Hypothesis

Age‑related loss of eosinophils in skeletal muscle diminishes an IL‑5‑driven autocrine circuit that normally limits senescent fibro/adipogenic progenitor (FAP) accumulation; restoring this circuit reduces SASP‑mediated inflammation and improves regeneration.

Mechanistic Rationale

Eosinophils infiltrate injured muscle and secrete IL‑4, which stimulates FAP proliferation while blocking adipogenesis [[https://rupress.org/jem/article/220/7/e20221435/214175/Emerging-functions-of-tissue-resident]]. IL‑5 is required for eosinophil maturation, survival and activation via JAK/STAT, PI3K and MAPK pathways [[https://pmc.ncbi.nlm.nih.gov/articles/PMC11649845/]]. In aged muscle, eosinophil numbers fall [[https://www.drugtargetreview.com/news/64674/rejuvenating-the-elderly-and-frail-using-eosinophils/]], weakening IL‑4‑mediated pro‑regenerative signaling.

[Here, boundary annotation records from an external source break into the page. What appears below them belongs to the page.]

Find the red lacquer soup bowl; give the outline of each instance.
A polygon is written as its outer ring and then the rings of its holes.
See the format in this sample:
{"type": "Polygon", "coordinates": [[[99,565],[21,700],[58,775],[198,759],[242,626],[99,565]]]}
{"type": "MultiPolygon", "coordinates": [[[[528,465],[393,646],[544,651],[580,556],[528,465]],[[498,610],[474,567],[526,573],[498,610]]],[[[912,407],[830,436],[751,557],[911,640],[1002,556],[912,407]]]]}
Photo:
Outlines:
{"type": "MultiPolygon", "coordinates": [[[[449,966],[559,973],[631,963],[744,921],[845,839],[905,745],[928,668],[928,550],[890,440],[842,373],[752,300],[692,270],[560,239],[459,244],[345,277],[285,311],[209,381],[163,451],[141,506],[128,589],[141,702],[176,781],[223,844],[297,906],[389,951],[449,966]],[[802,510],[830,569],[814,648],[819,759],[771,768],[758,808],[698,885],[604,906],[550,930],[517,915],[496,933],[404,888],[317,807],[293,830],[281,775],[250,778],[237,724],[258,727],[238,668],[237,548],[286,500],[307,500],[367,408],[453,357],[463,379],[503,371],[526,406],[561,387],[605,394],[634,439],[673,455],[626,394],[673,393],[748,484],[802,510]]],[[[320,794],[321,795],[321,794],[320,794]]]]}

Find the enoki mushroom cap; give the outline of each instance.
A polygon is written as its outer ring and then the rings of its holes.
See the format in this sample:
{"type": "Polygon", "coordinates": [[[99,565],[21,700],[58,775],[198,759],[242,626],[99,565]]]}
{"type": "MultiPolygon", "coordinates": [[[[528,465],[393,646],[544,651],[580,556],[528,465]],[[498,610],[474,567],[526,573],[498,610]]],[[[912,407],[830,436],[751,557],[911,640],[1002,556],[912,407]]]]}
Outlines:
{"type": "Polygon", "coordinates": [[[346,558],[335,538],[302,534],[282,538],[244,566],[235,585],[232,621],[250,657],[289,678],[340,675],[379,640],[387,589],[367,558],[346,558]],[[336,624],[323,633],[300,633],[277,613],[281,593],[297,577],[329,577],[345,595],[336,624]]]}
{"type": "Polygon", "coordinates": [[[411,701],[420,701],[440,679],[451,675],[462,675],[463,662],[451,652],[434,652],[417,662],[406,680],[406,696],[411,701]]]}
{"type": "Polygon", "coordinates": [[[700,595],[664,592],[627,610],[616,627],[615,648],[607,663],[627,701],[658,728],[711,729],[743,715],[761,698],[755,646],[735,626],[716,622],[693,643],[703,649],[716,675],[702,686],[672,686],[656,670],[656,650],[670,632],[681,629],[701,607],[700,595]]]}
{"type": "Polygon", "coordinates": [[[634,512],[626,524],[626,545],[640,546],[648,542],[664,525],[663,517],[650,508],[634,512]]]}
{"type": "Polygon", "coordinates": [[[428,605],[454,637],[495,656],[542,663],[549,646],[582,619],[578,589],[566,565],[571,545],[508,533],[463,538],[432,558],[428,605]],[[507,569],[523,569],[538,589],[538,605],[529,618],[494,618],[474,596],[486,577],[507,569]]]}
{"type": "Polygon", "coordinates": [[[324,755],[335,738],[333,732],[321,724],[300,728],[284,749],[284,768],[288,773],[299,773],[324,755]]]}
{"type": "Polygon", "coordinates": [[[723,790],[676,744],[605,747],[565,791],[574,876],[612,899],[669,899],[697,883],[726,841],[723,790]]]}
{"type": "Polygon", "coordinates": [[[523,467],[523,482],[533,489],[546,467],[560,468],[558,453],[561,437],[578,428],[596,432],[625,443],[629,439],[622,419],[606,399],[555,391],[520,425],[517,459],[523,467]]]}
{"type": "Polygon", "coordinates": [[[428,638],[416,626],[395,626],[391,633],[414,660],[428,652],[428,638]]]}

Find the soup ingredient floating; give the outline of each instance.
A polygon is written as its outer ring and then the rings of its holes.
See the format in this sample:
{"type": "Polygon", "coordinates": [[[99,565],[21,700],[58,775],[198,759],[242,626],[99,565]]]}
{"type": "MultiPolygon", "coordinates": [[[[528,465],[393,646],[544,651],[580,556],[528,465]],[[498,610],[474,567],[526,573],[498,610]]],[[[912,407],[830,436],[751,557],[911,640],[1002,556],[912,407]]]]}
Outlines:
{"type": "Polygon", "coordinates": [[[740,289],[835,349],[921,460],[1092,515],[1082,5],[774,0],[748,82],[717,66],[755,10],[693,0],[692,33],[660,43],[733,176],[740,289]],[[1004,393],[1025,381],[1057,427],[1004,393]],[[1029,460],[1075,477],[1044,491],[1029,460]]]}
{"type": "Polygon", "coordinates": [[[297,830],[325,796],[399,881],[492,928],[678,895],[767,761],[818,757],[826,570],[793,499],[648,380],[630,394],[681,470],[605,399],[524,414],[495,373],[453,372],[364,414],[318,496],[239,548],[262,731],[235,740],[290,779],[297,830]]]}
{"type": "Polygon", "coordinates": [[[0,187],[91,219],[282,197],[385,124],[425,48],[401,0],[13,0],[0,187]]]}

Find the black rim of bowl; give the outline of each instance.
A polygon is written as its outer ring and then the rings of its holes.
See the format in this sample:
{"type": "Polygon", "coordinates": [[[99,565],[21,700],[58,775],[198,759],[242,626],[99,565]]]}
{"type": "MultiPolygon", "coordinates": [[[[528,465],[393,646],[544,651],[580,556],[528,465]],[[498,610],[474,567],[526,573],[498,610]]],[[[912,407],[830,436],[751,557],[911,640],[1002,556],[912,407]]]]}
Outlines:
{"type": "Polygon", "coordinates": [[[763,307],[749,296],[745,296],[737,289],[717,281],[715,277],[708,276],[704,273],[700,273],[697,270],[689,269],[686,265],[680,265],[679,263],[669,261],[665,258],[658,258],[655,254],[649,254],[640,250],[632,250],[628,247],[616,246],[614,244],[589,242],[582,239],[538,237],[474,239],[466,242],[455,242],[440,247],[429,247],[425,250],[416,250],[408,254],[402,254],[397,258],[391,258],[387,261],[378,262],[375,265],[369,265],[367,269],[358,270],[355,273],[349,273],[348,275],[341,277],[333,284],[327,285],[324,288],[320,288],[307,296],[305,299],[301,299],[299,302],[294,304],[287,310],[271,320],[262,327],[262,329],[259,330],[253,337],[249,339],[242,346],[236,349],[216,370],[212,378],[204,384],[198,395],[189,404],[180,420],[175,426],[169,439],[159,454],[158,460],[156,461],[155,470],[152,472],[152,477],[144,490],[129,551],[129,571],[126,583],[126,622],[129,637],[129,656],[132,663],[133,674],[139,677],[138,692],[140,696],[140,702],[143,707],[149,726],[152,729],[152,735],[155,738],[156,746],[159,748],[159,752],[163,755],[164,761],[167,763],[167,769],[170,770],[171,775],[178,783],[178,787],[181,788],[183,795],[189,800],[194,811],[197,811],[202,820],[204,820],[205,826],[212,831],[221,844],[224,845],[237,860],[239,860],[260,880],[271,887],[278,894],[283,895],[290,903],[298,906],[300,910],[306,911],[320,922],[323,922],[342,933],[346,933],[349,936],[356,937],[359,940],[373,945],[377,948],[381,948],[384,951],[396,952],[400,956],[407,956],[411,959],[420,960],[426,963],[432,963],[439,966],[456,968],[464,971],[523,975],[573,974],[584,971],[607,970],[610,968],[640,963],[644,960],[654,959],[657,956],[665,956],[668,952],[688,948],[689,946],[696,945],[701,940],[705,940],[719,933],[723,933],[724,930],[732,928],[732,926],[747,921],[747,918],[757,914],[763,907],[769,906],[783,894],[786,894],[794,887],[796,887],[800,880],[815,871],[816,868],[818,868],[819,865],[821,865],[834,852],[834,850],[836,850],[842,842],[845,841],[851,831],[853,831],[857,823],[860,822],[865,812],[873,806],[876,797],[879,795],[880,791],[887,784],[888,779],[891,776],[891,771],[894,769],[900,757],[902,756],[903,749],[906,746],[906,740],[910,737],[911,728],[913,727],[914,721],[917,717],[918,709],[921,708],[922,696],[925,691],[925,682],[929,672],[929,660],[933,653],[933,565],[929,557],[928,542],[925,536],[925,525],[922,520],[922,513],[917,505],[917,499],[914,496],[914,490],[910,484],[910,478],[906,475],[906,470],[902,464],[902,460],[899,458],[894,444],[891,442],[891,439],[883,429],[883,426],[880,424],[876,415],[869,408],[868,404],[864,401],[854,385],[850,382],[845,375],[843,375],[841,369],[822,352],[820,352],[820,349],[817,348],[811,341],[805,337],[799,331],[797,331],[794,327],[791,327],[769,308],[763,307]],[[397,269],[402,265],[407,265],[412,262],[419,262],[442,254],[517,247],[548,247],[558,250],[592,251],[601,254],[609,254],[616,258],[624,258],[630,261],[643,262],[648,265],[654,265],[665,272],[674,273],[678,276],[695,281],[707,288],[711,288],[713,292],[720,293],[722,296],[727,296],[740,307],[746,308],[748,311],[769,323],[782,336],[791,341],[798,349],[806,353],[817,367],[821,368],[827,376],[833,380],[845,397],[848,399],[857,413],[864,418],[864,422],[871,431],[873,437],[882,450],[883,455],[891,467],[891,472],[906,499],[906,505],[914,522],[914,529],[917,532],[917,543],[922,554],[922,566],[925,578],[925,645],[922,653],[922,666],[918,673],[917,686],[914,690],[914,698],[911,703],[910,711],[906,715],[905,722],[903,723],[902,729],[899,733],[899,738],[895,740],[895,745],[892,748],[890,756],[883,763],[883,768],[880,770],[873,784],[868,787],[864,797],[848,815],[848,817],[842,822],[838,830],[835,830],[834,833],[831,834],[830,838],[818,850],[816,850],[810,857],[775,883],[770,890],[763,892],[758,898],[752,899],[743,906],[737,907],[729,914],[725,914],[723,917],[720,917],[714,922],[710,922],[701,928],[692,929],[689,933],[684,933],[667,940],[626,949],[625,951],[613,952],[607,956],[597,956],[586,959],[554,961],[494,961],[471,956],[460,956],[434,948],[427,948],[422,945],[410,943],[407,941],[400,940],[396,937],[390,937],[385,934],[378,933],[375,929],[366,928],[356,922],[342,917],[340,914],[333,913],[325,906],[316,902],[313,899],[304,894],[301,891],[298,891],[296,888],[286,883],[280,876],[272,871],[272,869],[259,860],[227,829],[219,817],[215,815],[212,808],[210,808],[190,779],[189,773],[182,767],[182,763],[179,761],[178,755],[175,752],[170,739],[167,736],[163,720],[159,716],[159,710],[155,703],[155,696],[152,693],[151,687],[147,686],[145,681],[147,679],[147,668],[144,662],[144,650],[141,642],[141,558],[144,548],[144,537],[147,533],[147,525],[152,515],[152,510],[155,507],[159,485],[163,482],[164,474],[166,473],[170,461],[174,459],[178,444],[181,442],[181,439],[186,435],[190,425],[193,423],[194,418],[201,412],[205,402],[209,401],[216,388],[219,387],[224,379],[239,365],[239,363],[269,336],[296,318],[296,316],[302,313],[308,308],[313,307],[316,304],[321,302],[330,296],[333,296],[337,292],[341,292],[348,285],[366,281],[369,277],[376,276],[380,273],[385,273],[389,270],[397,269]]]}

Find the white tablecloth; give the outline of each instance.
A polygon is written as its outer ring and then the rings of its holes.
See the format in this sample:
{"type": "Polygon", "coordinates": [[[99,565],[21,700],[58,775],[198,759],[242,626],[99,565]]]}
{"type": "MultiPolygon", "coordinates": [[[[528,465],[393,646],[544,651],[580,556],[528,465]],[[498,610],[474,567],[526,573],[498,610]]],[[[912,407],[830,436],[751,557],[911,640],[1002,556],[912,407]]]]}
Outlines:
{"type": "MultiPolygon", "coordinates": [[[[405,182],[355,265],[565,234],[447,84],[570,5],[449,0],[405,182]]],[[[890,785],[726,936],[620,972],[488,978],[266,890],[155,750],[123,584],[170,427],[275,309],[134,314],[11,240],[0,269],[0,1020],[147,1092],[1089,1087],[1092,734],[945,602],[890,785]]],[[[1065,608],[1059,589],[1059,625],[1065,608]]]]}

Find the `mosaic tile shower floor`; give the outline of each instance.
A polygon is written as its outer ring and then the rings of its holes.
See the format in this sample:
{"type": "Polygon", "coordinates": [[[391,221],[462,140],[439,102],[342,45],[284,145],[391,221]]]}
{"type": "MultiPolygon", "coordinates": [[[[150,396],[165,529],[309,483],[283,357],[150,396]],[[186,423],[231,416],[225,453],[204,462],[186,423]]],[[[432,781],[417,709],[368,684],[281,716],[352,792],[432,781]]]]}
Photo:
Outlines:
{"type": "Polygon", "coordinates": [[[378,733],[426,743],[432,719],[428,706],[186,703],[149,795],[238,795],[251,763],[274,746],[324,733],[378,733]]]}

We propose that eosinophils also produce IL‑5 in an autocrine fashion, sustaining their own activation and enabling secretion of tissue‑homeostatic factors such as amphiregulin and Wnt ligands [[https://pmc.ncbi.nlm.nih.gov/articles/PMC6013365/]]. These factors promote mesenchymal‑epithelial transitions and enhance clearance of senescent cells through senolytic‑like activity. When eosinophil‑derived IL‑5 wanes with age, eosinophils become less responsive to IL‑33 and microbiota signals, reducing their senolytic capacity. Consequently, senescent FAPs accumulate, secrete SASP cytokines (IL‑6, TNF‑α, TGF‑β) and drive chronic inflammation and fibrosis, impairing muscle repair.

Thus, the eosinophil‑IL‑5 loop acts as a checkpoint that couples eosinophil survival to senescent cell surveillance. Disrupting this loop shifts eosinophils from a reparative to a dysfunctional state, exacerbating age‑related muscle frailty.

Testable Predictions

1. Aged mice show reduced eosinophil IL‑5 production and lower phospho‑STAT5 in muscle eosinophils compared with young mice.
2. Eosinophil‑specific deletion of Il5ra (IL‑5Rα) in young mice recapitulates the aged phenotype: increased senescent FAPs (p16^INK4a^+, SA‑β‑gal^+), elevated SASP, and delayed regeneration after cardiotoxin injury.
3. Adoptive transfer of young wild‑type eosinophils, but not Il5ra‑deficient eosinophils, into aged mice reduces senescent FAP burden, lowers SASP markers, and restores grip strength and endurance.
4. Pharmacologic IL‑5 supplementation in aged mice increases eosinophil activation (phospho‑ERK/AKT), enhances amphiregulin and Wnt ligand secretion, and decreases senescent FAP numbers without altering eosinophil counts.

Experimental Approach

• Flow cytometry and imaging: isolate eosinophils (Siglec‑F^+ CD11b^+ inter^low) from tibialis anterior of young (3 mo) and aged (24 mo) mice; stain for intracellular IL‑5, phospho‑STAT5, and surface activation markers (CD69, CD101).
• Genetic model: generate eosinophil‑specific Il5ra^fl/fl PhiL‑Cre mice; confirm deletion by qPCR. Perform cardiotoxin injury, assess regeneration (central nucleated fibers, cross‑sectional area) at 7 and 14 days, and quantify senescent FAPs (p16^INK4a^+ PDGFRα^+).
• Cell transfer: sort eosinophils from young WT or Il5ra^-^ donors; inject 1×10^5 cells into aged mice 1 day post‑injury; monitor functional outcomes (grip strength, treadmill endurance) and SASP (ELISA for IL‑6, TGF‑β).
• IL‑5 supplementation: treat aged mice with recombinant IL‑5 complex (IL‑5/anti‑IL‑5) or placebo; analyze eosinophil signaling, secretory profile (amphiregulin, Wnt3a) and senescent FAP load.

Falsification: If eosinophil‑specific IL‑5R loss does not increase senescent FAPs or impair regeneration, or if young eosinophil transfer fails to improve outcomes regardless of IL‑5R status, the hypothesis would be refuted.

This framework links eosinophil metabolism to senescent cell control, offering a novel IL‑5‑centric target for mitigating muscle aging.